Queste disposizioni sono legge e laddove le aziende non sono in grado di garantire la sicurezza allora è bene che le produzioni siano interrotte. Abbiamo visto, oggi, locali mensa sovraffollati e spostamenti nei bus aziendali assolutamente fuorilegge rispetto al decreto del presidente del Consiglio dei ministri. Non è difficilissimo affrontare queste cose con la prevenzione: bisognava ridurre la produzione e utilizzare il tempo guadagnato per mettersi a norma. Pensare di mandare a pieno regime le fabbriche senza considerare gli obblighi di legge è incosciente. Ciò vuol dire che le aziende non hanno a cuore la salute dei lavoratori.

Cosa chiede il sindacato?

Che le aziende si mettano subito in una condizione tale da poter garantire la sicurezza sui luoghi di lavoro. In caso non avvenisse, quelle fabbriche vanno chiuse subito. Una chiusura generalizzata di tutte le fabbriche non è utile, perché ci sono aziende che sono state in grado di rispettare la legge, ma va fatto se non si è in grado di affrontare in modo ottimale il problema.
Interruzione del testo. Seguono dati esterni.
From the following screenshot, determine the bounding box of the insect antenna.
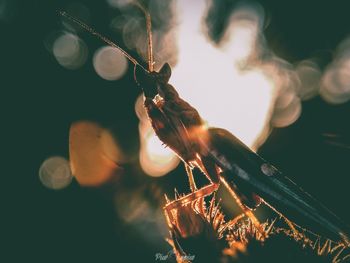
[58,11,148,72]
[134,2,154,72]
I lavoratori hanno chiesto a noi di garantire la sicurezza e noi ci siamo trovati in una situazione assurda, con aziende che non hanno pensato affatto di affrontare il tema. È vero che le mascherine sono state dirottate, per la maggior parte, negli ospedali, ma si poteva affrontare il problema prima.

Ci sono già stati contagi nelle fabbriche?

Sì, così come ci sono state persone che hanno deciso di assentarsi perché non se la sono sentita di affrontare un simile pericolo. Il primo diritto, è bene ricordarlo, è quello alla salute e le aziende che non sono in grado di tutelarlo non sono meritevoli di rimanere aperte. Evitiamo di bloccare il paese, ma senza creare pericoli. Abbiamo mobilitato i nostri responsabili alla sicurezza affinché segnalino alle autorità competenti situazioni di pericolo. Non è il momento del vecchio cinismo padronale, è il momento di riscoprire il valore della vita.